Die beiden Planbögen zeigen zahlreiche Minenräumgeräte in Mehrseiten-Ansichten (M 1:25), welche auf den Kampfschiffen der deutschen Kriegsmarine in der Zeit des Zweiten Weltkrieges gefahren wurden.

Deutsche Minensuchgeräte

Thema dieser Schiffsdetail-Zeichnungen sind die Minensuchgeräte, wie sie auf den Kampfschiffen der deutschen Kriegsmarine – nicht nur auf den Minensuch-Fahrzeugen – in der Zeit des Zweiten Weltkrieges gefahren wurden. Wichtigste Arbeitsgrundlage für meine Zeichnungen war in diesem Fall der „Atlas der Minenräumgeräte“ Heft B. Er wurde am 25.1.1946 (!) von der „Deutschen Minenräumdienstleitung“ als Minenräumdienstvorschrift Nr. 11 herausgegeben. Es versteht sich von selbst, daß die in dieser Vorschrift dargestellten Geräte so kurz nach dem Krieg zu 100% jene waren, die noch vor kurzer Zeit benutzt wurden. Ähnlich sah es übrigens auch bei der damaligen Seepolizei der DDR aus. Auch hier waren die ersten Minenräumgeräte Restbestände der Kriegsmarine, welche auf einigen von der Sowjetunion Mitte des Jahres 1951 aus Kriegsbeute übergebenen R-Booten gefahren wurden. Und selbst bei den ersten Neubauten von Minensuchern (SCHWALBE-Klasse usw.) erinnerten die Konstruktionen sehr an das Gerät der Kriegsmarine. Auch die HABICHT-Klasse sah den letzten Minensucherbauten der Kriegsmarine zum Verwechseln ähnlich.

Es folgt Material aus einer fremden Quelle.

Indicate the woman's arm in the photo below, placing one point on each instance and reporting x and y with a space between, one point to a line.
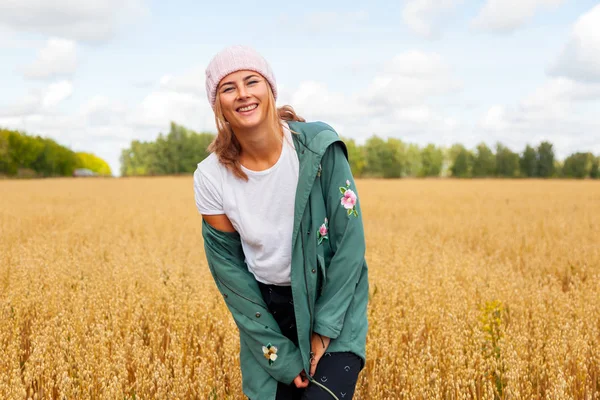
347 241
244 300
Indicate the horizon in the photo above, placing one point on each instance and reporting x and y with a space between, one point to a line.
96 76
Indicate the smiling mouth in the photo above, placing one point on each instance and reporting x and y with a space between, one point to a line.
247 108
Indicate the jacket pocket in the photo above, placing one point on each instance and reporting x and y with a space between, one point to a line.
322 272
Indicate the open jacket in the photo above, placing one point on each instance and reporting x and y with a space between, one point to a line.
328 272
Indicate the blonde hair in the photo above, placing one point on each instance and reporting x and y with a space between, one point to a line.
228 148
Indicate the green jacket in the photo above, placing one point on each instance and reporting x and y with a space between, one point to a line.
328 273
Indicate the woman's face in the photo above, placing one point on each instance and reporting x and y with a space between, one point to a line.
244 97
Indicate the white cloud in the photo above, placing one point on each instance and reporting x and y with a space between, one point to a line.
408 79
553 112
39 101
55 93
191 82
580 58
57 58
508 15
90 20
393 104
424 17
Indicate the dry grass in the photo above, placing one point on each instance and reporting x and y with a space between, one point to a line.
480 289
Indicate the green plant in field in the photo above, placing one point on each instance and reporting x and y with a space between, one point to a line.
492 313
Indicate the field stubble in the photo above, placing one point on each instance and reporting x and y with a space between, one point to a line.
479 290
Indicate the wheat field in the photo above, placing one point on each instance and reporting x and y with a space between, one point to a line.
483 289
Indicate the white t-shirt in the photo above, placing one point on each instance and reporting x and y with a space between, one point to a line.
261 210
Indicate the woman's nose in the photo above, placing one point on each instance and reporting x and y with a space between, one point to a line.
242 92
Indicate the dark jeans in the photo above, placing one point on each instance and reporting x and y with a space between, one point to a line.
337 371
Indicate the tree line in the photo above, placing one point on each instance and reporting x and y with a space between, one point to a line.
23 155
181 149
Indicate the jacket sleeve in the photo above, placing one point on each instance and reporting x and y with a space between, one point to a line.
346 238
244 300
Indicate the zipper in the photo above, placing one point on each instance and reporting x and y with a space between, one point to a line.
306 285
241 295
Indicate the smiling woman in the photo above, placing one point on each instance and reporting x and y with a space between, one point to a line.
283 237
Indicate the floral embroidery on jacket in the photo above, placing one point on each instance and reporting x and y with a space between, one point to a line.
349 199
270 353
323 231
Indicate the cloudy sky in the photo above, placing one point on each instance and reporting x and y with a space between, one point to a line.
96 74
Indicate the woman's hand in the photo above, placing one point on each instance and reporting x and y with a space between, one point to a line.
318 347
301 381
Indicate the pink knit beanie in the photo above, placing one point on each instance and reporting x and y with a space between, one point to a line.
232 59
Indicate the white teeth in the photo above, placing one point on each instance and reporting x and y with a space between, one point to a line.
250 107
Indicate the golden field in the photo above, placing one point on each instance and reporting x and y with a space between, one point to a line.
480 289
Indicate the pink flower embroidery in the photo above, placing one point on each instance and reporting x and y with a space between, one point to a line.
270 353
348 199
322 234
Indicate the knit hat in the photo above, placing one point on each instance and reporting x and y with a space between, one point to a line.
232 59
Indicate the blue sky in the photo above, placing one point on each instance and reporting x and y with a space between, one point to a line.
95 75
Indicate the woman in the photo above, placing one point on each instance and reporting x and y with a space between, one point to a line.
283 237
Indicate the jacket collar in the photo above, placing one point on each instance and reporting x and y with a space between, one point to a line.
311 140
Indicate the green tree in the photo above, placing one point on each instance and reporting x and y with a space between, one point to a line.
462 164
93 163
595 170
382 159
484 163
432 160
528 162
413 161
545 159
578 165
507 162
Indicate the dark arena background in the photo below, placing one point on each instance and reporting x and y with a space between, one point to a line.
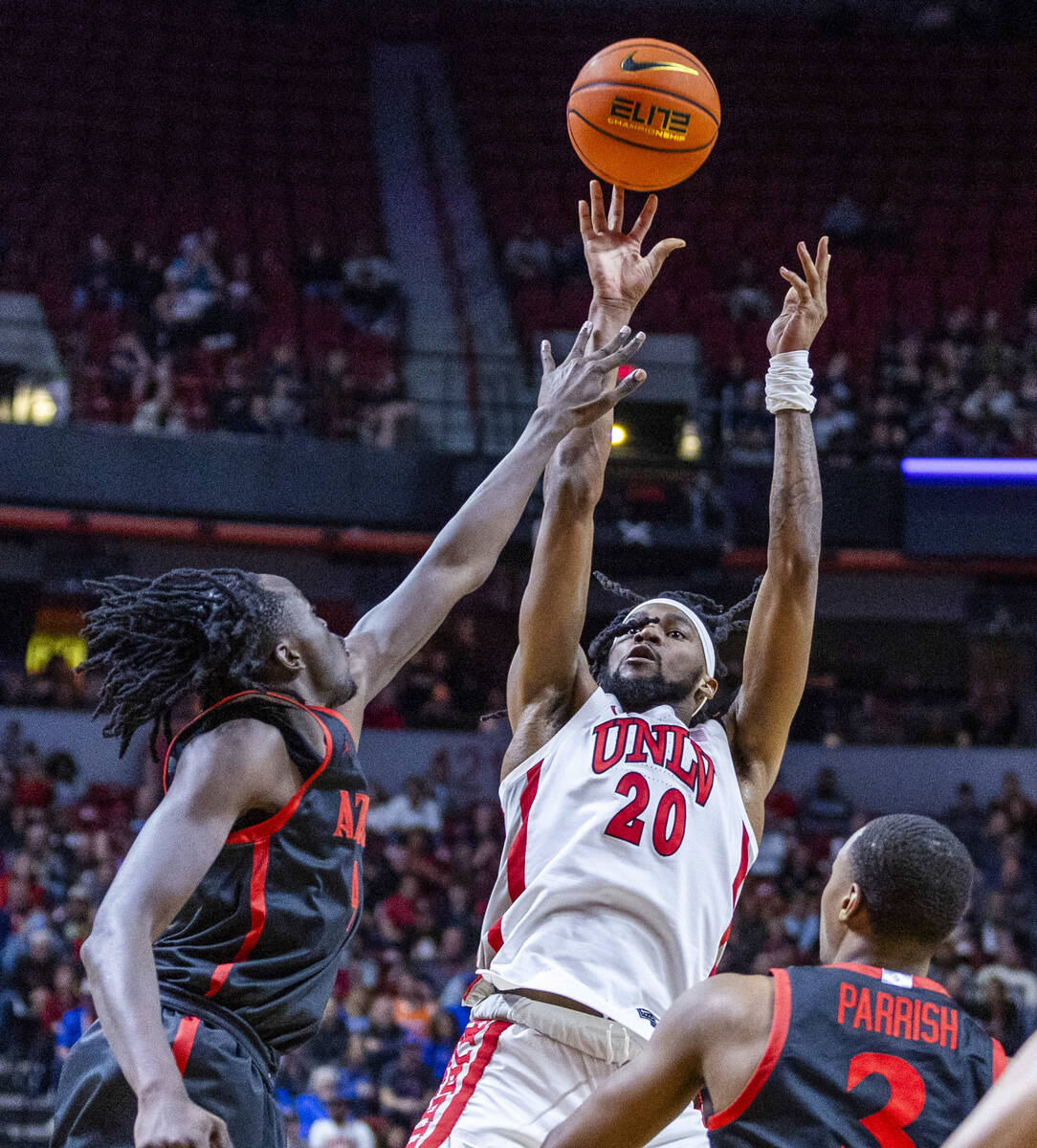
273 278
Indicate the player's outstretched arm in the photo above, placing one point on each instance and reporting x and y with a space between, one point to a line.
717 1027
780 629
549 678
573 394
169 858
1006 1117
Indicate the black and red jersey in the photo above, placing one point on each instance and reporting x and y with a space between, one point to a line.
860 1057
262 934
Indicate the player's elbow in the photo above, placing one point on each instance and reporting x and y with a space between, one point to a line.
573 494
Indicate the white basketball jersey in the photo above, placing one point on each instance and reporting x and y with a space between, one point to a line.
628 844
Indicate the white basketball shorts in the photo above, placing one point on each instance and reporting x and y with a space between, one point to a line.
509 1084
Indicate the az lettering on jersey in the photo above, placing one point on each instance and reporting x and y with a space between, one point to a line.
353 824
634 740
904 1017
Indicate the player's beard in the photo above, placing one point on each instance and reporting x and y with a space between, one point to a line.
639 694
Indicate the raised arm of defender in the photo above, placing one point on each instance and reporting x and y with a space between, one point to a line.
780 629
577 393
549 678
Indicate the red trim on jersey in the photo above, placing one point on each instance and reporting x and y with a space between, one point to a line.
1001 1060
737 889
265 829
222 701
184 1042
871 970
440 1126
516 860
257 900
495 936
517 853
334 713
278 820
775 1044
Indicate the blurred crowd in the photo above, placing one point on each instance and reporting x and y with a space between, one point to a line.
967 387
386 1036
206 342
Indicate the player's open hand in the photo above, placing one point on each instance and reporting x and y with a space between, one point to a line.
619 274
177 1122
578 391
806 303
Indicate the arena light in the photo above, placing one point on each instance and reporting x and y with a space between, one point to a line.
1003 471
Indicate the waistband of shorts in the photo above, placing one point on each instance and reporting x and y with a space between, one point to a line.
179 1002
594 1036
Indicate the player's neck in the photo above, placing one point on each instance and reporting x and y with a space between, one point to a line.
912 960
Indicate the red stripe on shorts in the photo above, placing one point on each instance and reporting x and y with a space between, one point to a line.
184 1042
464 1071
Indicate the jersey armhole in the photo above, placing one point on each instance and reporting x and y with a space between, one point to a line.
772 1051
541 755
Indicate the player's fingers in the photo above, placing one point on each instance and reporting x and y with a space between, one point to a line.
583 339
798 285
597 206
585 227
824 259
808 269
613 343
622 354
645 221
626 387
616 210
658 255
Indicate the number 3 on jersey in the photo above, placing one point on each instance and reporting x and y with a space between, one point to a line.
668 825
906 1096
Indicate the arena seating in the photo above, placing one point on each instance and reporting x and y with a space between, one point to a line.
941 137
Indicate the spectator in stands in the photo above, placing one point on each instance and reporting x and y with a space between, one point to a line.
406 1084
527 256
160 411
340 1129
413 808
749 298
319 273
371 291
96 285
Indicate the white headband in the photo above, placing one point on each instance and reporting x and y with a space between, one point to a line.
696 621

Auf Blatt 1 habe ich links-oben die wohl aufwendigsten Minenräumgeräte, die sog. Räumottern, dargestellt. Diese ursprünglich „Paravanen“ genannten Geräte sind eine Erfindung der Engländer. Erst nachdem eine verlustig gegangene Paravane auf einer deutschen Nordseeinsel angeschwemmt wurde, erhielt man in Deutschland Kenntnis von dieser sinnreichen Konstruktion. Räumottern werden meist zweiseitig als sog. Bugschutzgerät an einer Spiere vor dem Schiff gefahren (Abb. 1). Bei den Spieren gibt es verschiedene Formen. Die deutschen Schiffe hatten meist schräg im Rumpf eingebaute und nach vorn-unten ausfahrbare Spieren (Abb. 2, Beispiel Minensuchboot Typ 35). Minensucher, Torpedoboote, einige Zerstörer, Kreuzer und Schlachtschiffe waren so ausgestattet. Und selbst der unfertige Flugzeugträger GRAF ZEPPELIN und die geplanten Schlachtkreuzer und Schweren Kreuzer sollten offenbar Bugspieren erhalten. Ihr Nachteil: waren sie auch nur leicht verbogen, konnten sie nicht mehr eingefahren werden! Es gab aber auch Klappspieren (Abb. 5), die am zumeist geraden Vorsteven nach vorn-unten heruntergeklappt werden konnten oder auch Y-förmige Spieren (Abb. 6), die Gelenke an den Bordseiten hatten und ebenfalls nach unten klappten. Die jeweilige Schrägstellung wurde mit Standern eingestellt. Die einfachste Art (u.a. oft auch bei italienischen Schiffen zu sehen) war die, daß man die beiden Räumleinen einfach durch Bohrungen oder Durchbrüche am untersten (Vor-)Stevenfuß schor (Abb. 7, Beispiel englische Sloop der BLACK-SWAN-Klasse). Eine andere Art, Räumleinen am Bug zu befestigen, sah man z.B. bei den schwedischen Zerstörern der ÖLAND-Klasse. Hier ließ man offenbar einfach einen Rahmen mit den durchgeschorenen Räumleinen am Bug nach unten gleiten (Abb. 8).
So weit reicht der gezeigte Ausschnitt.